Torna-se hoje necessário avaliar o mérito científico de estudos cada vez mais especializados, elaborados por uma comunidade de juristas muito mais alargada, onde dificilmente todos se conhecem. O anonimato dos autores, por um lado, e o anonimato dos revisores, por outro lado, permite uma imparcialidade e uma objectividade no julgamento dificilmente alcançável noutros moldes, imparcialidade e objectividade essenciais também na perspectiva dos autores — com as suas sensibilidades e susceptibilidades — a quem são sugeridas alterações ou revisões. A possibilidade de melhorar um artigo antes da sua publicação de acordo com as indicações de dois especialistas nas matérias investigadas, embora configure uma experiência realmente nova entre nós e exija um absoluto rigor na escolha dos revisores e na apreciação por estes feita, parece-nos ser algo de muito positivo e que deve ser incentivado. Significa, ainda assim, um trabalho acrescido relativamente ao trabalho de edição das publicações “tradicionais”. Pressupõe a criação de um corpo alargado de revisores especializados, pressupõe algum tempo adicional entre o momento da submissão de um artigo e a sua publicação, pressupõe uma gestão mais complexa dos processos de publicação. Ganha-se um texto mais reflectido, mais preparado para o contraditório que sempre é exercido pelos leitores, uma vez realizadas as revisões sugeridas ou, simplesmente, ganha-se o conforto da aprovação sem reservas, nos casos em que um contributo é admitido sem mais. Em qualquer das hipóteses, a qualidade da publicação é assegurada e os intervenientes no processo ganham novas perspectivas e adquirem novos conhecimentos.
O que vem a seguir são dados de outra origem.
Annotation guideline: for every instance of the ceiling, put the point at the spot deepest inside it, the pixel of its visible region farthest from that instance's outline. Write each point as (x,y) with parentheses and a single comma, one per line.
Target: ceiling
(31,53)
Apesar das diferenças que nos separam das demais ciências, das especificidades de um saber que é condicionado por uma cultura, uma história, uma geografia e uma língua, não podemos deixar de adoptar as experiências e os processos que outros já demonstraram ser os mais enriquecedores e justos, e que em nada colidem com as particularidades da ciência jurídica.